Dia da Justiça: neurofilósofo define justiça  como crucial para o equilíbrio de uma sociedade

O Dia da Justiça, comemorado anualmente em 8 de dezembro, no Brasil, tem como objetivo homenagear o Poder Judiciário brasileiro e todos os profissionais responsáveis em fazer com que a justiça seja cumprida com imparcialidade. O neurocientista, neuropsicólogo e filósofo Fabiano de Abreu, define a justiça com base filosófica da ética e da moral e com base na neurociência em nosso organismo.

"A ética faz parte do ser, do seu comportamento, define quem a pessoa é e, a moral é um conjunto de regras, costumes e formas de pensar que definem o que devemos ou não fazer em uma sociedade com influência da ética. A justiça é uma maneira de justificar a moral e buscar o equilíbrio social para uma melhor saúde mental e felicidade das pessoas.", inicia.

Com base na neurociência, Abreu define esses conceitos filosóficos cruciais para a nossa sobrevivência em harmonia.
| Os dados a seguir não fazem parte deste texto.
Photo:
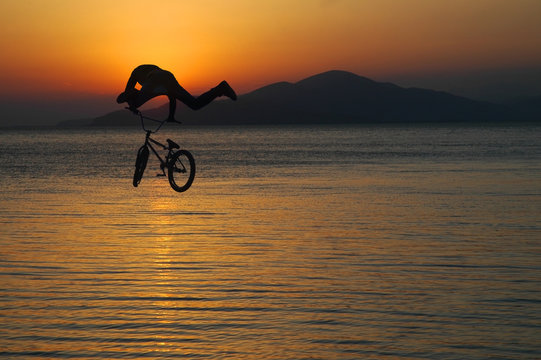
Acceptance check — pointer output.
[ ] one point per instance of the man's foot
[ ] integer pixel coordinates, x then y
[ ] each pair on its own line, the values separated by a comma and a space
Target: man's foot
228, 90
133, 110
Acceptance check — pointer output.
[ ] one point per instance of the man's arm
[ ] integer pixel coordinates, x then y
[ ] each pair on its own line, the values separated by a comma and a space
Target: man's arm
132, 81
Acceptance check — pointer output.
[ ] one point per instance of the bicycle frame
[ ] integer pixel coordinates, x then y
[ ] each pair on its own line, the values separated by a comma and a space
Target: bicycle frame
149, 141
180, 164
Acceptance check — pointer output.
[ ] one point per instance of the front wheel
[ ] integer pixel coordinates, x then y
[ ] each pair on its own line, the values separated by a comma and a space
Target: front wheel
181, 170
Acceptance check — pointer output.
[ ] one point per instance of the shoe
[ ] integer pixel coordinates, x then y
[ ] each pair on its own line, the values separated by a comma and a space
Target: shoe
228, 90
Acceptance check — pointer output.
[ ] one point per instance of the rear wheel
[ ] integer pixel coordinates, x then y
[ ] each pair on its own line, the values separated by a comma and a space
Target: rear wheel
140, 164
181, 170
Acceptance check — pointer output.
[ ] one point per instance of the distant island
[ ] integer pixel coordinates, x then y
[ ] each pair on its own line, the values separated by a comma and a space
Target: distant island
335, 97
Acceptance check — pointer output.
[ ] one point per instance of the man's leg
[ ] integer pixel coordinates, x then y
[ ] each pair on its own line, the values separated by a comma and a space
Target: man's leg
202, 100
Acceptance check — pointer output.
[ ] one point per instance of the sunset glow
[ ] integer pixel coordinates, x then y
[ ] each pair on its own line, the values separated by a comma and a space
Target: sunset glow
91, 46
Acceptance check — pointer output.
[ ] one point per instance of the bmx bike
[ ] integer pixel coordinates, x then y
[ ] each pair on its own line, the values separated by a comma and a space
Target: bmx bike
179, 163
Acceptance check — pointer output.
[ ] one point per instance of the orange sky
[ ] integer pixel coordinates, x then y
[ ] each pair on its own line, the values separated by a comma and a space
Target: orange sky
65, 46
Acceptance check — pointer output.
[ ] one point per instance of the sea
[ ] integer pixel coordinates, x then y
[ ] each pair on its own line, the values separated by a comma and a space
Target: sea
294, 242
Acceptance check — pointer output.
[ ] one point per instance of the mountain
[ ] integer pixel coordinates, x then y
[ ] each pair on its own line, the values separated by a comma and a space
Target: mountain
330, 98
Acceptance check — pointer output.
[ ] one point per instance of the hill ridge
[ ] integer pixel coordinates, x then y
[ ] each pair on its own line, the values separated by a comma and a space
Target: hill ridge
333, 97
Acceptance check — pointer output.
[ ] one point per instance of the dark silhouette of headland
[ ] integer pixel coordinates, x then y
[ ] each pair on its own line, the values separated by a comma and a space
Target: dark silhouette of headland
336, 97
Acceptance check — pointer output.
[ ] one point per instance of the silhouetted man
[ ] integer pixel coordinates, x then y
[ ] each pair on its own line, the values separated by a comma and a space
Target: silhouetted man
155, 82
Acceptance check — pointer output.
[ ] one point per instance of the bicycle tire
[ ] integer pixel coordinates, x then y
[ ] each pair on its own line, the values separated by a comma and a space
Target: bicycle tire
181, 170
140, 164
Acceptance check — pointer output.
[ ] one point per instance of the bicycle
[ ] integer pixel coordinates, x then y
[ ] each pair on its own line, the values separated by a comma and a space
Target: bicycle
180, 164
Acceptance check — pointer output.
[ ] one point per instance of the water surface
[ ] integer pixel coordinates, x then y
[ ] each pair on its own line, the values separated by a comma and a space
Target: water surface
393, 242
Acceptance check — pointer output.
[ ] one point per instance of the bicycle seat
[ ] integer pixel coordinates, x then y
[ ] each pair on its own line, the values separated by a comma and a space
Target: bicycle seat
172, 144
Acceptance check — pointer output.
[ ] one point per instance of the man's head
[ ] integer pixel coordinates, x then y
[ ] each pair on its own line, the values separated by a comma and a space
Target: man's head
126, 96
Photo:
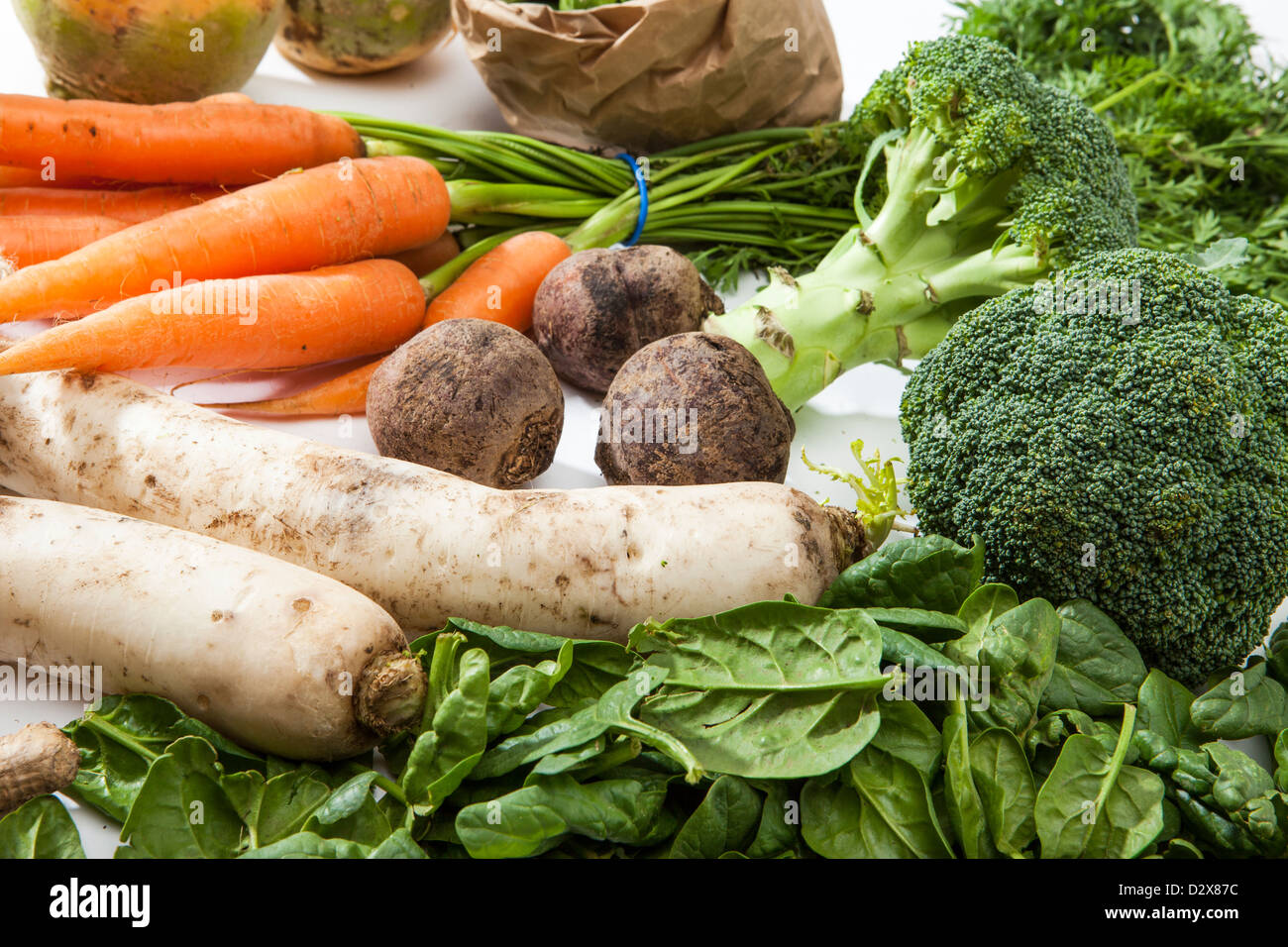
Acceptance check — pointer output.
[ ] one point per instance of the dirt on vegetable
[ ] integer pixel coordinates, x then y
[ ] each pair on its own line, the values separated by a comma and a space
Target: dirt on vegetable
600, 307
469, 397
694, 408
35, 761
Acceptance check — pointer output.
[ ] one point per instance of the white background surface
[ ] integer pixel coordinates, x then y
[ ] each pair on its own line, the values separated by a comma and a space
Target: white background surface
443, 89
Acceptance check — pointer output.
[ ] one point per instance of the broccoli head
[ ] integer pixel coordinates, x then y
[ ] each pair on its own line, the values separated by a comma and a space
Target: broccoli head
1120, 434
980, 178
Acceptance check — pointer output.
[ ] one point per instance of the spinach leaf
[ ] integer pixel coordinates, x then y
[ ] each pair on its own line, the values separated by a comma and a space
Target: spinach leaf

"A ética é transportada pela histona, que carrega nosso código genético e interfere no engrama formatado em nosso neurônio, ou seja, são os valores de uma geração que condiciona à priori os valores da próxima geração. Para que isso ocorra, precisa haver justiça, cumprir-se as leis, as regras que nos mantêm seguros e é um dever político a educação e a saúde para que essa justiça prevaleça e também, de profissionais responsáveis pelo cumprimento e imparcialidade da justiça. O sentimento de injustiça é um engrama formatado em nossa memória trazido pela histona de nosso antepassado, resultado de um processo evolutivo que, quando afetado, quando sente-se injustiçado, este impacto causa uma disfunção em nossos mensageiros químicos cerebrais levando a problemas comportamentais, potencializando a ansiedade e o estresse que nos levam a doenças já conhecidas como a depressão, transtornos e síndromes.", explica o neurocientista.

Para Fabiano de Abreu, a justiça é um dos três pilares da sociedade, apenas sustentada se os outros não falharem. Justiça, educação e saúde são indissociáveis e apenas representam mudança quando alcançadas ao mesmo tempo e na mesma medida.

"De forma resumida, a justiça entrelaçada à educação e à saúde é primordial para o equilíbrio social para que possamos passar o melhor de nós para as próximas gerações, diminuindo assim as injustiças. Um país sem lei, um país injusto, uma justiça ineficiente, acarreta em uma sociedade desequilibrada, violenta, revoltada, desorganizada e infeliz. Removendo assim qualquer possibilidade de vida social.", conclui.